Fatima Mernissi memasukkan hadis ini dalam kategori hadis misoginis, dengan kritik terhadap sanad dan matan hadis tersebut. Mernissi mengkritik Abu Bakrah memiliki kepentingan politik saat menyampaikan hadis ini, mengingat saat itu terjadi perseteruan antara Aisyah dan Khalifah Ali bin Abi Thalib. Mernissi juga mengaitkan pencambukan Abu Bakrah oleh Khalifah Umar dengan ketidakjujurannya, yang menurutnya mengurangi validitas hadis tersebut. Namun, klaim Mernissi bahwa Abu Bakrah menyampaikan hadis ini karena kepentingan pribadi tidak terbukti, karena Abu Bakrah justru menasihati Aisyah untuk tidak berperang dan menghindari fitnah. Terkait pencambukan, peristiwa tersebut terjadi bukan karena kebohongan, tetapi karena ketidakcukupan kesaksian Abu Bakrah, yang sesuai dengan syariat Islam.
Dari sisi matan, Mernissi berpendapat bahwa hadis ini bertentangan dengan kisah Ratu Saba (Balqis) dalam Qs. An-Naml yang menunjukkan bahwa wanita bisa menjadi pemimpin. Namun, dinukil dari Mausu’ah Al-Manahi Syar’iyyah karya Syaikh Salim Al Hilali, penjelasan terhadap kisah Ratu Saba dapat diartikan bahwa kepemimpinannya terjadi dalam konteks masyarakat kafir, dan setelah memeluk agama Nabi Sulaiman, ia menjadi bagian dari kepemimpinan di bawah Nabi Sulaiman.
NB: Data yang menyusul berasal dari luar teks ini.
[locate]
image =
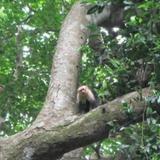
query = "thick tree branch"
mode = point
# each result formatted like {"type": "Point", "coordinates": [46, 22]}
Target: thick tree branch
{"type": "Point", "coordinates": [45, 144]}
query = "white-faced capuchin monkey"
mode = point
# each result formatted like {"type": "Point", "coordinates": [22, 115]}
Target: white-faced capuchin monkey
{"type": "Point", "coordinates": [86, 99]}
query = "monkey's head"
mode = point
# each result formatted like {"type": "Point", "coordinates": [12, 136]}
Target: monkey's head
{"type": "Point", "coordinates": [82, 90]}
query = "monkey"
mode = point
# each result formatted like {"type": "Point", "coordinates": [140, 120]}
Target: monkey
{"type": "Point", "coordinates": [86, 99]}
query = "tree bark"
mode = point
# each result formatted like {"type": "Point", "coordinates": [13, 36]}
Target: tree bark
{"type": "Point", "coordinates": [57, 130]}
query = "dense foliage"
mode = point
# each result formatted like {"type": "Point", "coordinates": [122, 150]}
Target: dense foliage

Selain itu, kepemimpinan perempuan dalam kisah tersebut tidak bisa dijadikan dasar untuk mengubah hukum syariat yang berlaku setelah kedatangan Islam.
Oleh karena itu, kajian terhadap hadis “misoginis” perlu dilakukan dengan hati-hati, terutama ketika dikaji dari perspektif feminis yang cenderung mengadopsi konsep kesetaraan gender ala Barat. Kesetaraan gender dalam Islam bukanlah menyamakan posisi laki-laki dan perempuan dalam segala hal, melainkan memberikan hak dan kewajiban sesuai dengan fitrah dan peran masing-masing untuk saling melengkapi. Dalam memperjuangkan keadilan bagi perempuan, seharusnya berlandaskan pada syariat Islam, bukan dengan menyalahkan teks-teks agama atau ulama. Keadilan antara laki-laki dan perempuan harus dihargai, dengan masing-masing memiliki kewajiban, hak, dan peran sesuai dengan ketentuan Islam.